Oxygen deficiency can lead to childhood heart disease
Sydney: The developing heart in an embryo can be damaged by the cellular stress triggered from oxygen deficiency—thereby leading to development of childhood heart disease, a study has revealed for the first time.
Childhood heart disease is the most common form of birth defect and affects one in 100 babies globally, showed the study.
‘The study discovered that reduced oxygen triggered a stress response in the embryonic cells. The cells try to relieve the stress by stopping protein production. As proteins aren’t available to make the heart at a critical time, it doesn’t develop properly,’ lead researcher Professor Sally Dunwoodie at Victor Chang Cardiac Research Institute said.
According to the work published in the journal Development, the oxygen deficiency in an embryo can be caused by multiple factors such as prescription medications, high blood pressure, high altitude, or even a tangled umbilical cord.
Apart from low oxygen, factors like a viral infection, increased temperature, high blood glucose, poor nutrition and pollution can also trigger cellular stress.
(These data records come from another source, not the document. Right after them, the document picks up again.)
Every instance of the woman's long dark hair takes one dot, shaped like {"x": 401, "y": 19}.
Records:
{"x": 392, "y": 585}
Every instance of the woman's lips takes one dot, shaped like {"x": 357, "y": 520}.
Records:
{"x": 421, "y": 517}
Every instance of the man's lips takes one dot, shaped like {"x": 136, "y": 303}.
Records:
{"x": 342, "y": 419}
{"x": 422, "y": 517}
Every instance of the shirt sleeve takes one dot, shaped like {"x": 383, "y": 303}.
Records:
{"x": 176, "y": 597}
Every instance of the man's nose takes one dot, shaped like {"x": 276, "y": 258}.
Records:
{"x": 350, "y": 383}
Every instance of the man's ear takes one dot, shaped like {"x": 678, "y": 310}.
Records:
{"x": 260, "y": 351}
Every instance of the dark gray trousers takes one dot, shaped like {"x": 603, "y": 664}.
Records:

The findings showed that cellular stress—wide range of molecular changes that cells undergo in response to environmental stressors like extreme temperatures, exposure to toxins and mechanical damage—are the key reasons for the multiple types of defects in heart, vertebrae and kidney, among others, during birth.
‘Surprisingly, this cellular stress response has been used for hundreds of millions of years and it is only now that we have discovered that it can cause organs, such as the heart, not to form properly’ added Dunwoodie.
For the study, the team used a mouse model and reduced the oxygen levels inside a chamber from the normal level of 21 per cent to as low as 5.5 per cent, for eight hours.
They found for the first time that reduced oxygen levels damaged the developing heart.
The types of heart defects were the same as those most commonly found in humans, the researchers noted.